ExtraMile by HiTechNectar is a renowned and top-notch interview series featuring voices from industry leaders shaping the future of technology. Our episodes are here to unlock innovations, strategies and practices driving rapid digital transformation.

For today’s session, we’re joined by Ariel Shulman, the Chief Product Officer at Bright Data, the leader in web data infrastructure, empowering over 20,000 companies by enabling them to access, integrate, and utilize critical web data at scale.

Ariel, a visionary professional with rich expertise in technology management, marketing, and strategy, walks us through his journey at Bright Data. Alongside, shares the unique challenges in product-led growth. Further, he highlights why businesses need structured, real-time web data, how AI is transforming data retrieval, and the company’s relentless culture of agility and innovation.

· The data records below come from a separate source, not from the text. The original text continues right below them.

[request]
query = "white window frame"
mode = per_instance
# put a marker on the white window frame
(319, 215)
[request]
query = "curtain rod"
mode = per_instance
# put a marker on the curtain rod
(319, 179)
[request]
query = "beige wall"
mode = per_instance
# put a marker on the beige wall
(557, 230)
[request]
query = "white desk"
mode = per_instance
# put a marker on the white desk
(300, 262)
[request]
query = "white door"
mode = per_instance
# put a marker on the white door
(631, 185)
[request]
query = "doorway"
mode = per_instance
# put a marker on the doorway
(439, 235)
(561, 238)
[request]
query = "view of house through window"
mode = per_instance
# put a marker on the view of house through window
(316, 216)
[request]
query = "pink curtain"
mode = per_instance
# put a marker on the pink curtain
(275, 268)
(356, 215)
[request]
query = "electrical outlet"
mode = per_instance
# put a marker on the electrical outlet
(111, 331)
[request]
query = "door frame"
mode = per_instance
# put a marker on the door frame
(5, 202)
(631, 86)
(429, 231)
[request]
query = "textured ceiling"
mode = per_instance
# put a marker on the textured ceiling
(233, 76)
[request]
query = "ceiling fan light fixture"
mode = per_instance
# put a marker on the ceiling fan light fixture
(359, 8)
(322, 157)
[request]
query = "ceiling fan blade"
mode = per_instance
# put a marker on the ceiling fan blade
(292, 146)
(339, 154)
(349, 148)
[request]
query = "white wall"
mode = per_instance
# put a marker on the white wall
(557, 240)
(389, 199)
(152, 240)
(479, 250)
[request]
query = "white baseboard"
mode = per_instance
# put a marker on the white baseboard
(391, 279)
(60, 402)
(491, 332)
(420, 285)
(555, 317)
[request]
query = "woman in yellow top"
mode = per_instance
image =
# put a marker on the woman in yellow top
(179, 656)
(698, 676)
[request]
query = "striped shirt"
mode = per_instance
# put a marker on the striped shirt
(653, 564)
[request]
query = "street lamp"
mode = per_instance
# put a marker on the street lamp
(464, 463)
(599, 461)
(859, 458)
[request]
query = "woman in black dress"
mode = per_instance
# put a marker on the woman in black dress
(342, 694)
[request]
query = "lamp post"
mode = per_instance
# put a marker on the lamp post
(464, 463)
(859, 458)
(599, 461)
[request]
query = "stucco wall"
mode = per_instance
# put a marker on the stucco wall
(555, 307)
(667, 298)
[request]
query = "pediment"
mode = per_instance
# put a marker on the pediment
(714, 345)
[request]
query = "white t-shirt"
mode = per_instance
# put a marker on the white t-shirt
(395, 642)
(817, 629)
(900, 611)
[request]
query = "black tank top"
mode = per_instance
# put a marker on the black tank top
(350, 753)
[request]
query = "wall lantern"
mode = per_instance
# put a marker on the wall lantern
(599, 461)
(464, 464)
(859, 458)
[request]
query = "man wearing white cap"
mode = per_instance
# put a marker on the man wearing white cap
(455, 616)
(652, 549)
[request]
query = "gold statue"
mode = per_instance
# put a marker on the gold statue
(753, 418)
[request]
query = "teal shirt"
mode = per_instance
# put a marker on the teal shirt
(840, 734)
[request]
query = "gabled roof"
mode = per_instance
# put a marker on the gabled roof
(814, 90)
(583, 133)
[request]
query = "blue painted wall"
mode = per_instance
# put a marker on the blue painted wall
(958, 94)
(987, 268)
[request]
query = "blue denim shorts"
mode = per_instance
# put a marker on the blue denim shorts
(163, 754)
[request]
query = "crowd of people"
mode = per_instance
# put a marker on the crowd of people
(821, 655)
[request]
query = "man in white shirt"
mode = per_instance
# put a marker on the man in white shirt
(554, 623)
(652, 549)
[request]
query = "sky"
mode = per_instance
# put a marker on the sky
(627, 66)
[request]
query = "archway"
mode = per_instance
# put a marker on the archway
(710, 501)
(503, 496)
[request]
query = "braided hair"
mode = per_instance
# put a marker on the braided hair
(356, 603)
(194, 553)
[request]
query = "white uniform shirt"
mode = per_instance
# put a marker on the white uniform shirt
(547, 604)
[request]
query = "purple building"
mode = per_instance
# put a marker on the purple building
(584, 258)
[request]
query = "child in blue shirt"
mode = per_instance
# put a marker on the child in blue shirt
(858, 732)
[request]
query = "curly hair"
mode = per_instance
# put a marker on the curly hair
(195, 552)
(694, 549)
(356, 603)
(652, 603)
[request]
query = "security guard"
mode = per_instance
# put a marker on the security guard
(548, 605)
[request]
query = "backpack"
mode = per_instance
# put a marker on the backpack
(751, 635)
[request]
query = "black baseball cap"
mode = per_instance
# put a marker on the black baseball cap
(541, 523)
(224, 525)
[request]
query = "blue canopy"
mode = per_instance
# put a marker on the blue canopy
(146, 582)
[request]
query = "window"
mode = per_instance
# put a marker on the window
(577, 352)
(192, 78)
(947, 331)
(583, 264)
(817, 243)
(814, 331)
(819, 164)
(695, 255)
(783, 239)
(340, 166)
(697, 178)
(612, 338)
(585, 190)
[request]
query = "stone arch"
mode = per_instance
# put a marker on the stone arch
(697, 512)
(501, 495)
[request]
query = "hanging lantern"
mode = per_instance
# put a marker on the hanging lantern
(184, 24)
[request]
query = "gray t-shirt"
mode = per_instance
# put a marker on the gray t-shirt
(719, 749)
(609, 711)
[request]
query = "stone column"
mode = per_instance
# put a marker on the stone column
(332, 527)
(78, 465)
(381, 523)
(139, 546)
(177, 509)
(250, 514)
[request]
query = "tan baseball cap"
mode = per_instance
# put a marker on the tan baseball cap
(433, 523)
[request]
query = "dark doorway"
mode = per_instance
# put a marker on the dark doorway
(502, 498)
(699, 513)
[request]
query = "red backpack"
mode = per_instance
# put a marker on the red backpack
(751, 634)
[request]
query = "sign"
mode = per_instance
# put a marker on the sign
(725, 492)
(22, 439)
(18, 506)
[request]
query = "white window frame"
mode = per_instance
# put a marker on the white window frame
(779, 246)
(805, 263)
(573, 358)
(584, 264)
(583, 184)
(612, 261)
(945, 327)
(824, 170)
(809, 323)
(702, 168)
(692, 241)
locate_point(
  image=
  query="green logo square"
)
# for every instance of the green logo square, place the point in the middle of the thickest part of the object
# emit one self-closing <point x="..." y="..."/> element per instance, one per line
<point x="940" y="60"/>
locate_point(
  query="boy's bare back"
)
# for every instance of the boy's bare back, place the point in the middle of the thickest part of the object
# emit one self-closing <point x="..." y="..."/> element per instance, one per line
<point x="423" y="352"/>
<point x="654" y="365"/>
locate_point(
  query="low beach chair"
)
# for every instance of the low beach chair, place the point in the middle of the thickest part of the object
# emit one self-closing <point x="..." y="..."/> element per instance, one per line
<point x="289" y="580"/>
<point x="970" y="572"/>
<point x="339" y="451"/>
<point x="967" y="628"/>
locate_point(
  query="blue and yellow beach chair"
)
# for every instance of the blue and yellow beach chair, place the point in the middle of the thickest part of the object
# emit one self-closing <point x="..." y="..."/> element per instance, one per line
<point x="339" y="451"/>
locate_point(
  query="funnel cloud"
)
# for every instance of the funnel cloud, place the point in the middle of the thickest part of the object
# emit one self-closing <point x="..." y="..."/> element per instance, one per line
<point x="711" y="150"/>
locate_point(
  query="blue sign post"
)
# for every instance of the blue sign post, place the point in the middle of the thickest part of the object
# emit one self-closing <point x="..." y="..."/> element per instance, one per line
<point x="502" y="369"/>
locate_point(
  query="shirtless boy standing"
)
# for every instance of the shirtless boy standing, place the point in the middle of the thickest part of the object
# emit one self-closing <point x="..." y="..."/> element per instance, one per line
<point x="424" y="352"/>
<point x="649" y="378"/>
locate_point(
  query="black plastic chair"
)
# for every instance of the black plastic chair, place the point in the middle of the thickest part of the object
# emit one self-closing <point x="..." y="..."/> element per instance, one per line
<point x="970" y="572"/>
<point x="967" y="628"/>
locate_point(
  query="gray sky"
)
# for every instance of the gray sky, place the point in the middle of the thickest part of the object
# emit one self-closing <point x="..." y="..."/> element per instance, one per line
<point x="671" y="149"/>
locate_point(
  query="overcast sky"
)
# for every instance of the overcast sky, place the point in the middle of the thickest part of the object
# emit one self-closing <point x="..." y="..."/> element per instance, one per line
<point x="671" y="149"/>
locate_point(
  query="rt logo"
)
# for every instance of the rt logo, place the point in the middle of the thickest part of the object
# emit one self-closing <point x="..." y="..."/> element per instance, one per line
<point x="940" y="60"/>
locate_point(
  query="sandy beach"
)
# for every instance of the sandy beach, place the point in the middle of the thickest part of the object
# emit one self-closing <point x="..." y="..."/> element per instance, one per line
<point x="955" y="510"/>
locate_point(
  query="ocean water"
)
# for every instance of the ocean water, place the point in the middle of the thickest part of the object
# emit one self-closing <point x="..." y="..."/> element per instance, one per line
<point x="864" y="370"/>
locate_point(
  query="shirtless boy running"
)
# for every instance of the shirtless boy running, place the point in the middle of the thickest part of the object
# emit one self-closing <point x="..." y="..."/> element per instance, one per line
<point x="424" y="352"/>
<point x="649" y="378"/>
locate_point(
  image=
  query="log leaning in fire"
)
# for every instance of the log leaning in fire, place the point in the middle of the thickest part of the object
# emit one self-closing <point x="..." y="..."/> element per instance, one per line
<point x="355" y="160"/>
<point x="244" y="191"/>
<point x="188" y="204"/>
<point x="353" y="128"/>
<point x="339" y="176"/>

Join us in this insightful conversation and explore how Bright Data is shaping the future of web data accessibility and powering the next era of AI-driven business intelligence.

Key Takeaways:

  • Primary Challenge in Product Management: Challenge number one is probably to just to know what to do.
  • Importance of Strategic Focus: Challenge number two is probably actually the opposite, is to know what not to do.
  • True Value of AI Agents: The real utility or the real usefulness of these AI agents is when they become aware of their surroundings, when they can communicate with the outside world.
  • Function of Deep Lookup: What Deep Lookup does is it allows users to enter a query that will look at all this information that we have collected in these huge datasets, as well as have real-time access to different websites and then to synthesize a response.
  • Bright Data’s Unique Company Culture: Bright Data DNA is something that we are obsessed with and it really talks about moving fast.
  • Bright Data’s Strategic Role in the AI Era: Bright Data is the glue that allows the new internet to have uninterrupted access to data that’s available on the old internet.
  • Converting Data for AI Consumption: A website which was built for humans with images and all sorts of stars and animations and convert that, we convert that into very nicely structured data. Which is something that these AI agents or AI models know how to work with.

About Our Guest


Ariel Shulman

Ariel Shulman is an accomplished executive with extensive experience in technology management, business development, marketing, and strategy. Since joining Bright Data in 2021, Ariel has leveraged his networking, security, and Internet expertise to drive innovation to access high-quality public web data solutions at scale. He now serves as CPO, responsible for Bright Data’s AI-integrated product suite that leads innovation.

Fluent in English, French, Spanish, and Hebrew, and with professional experience across multiple countries, Ariel plays a pivotal role in shaping Bright Data’s global positioning.

About Company


Bright Data

Bright Data is the leading web data infrastructure company, trusted by over 20,000 organizations to ethically access and collect public web data at scale. Bright Data’s platform supports teams across AI, finance, e-commerce, travel, marketing and other markets with the performance, reliability, and compliance standards needed for large-scale data operations.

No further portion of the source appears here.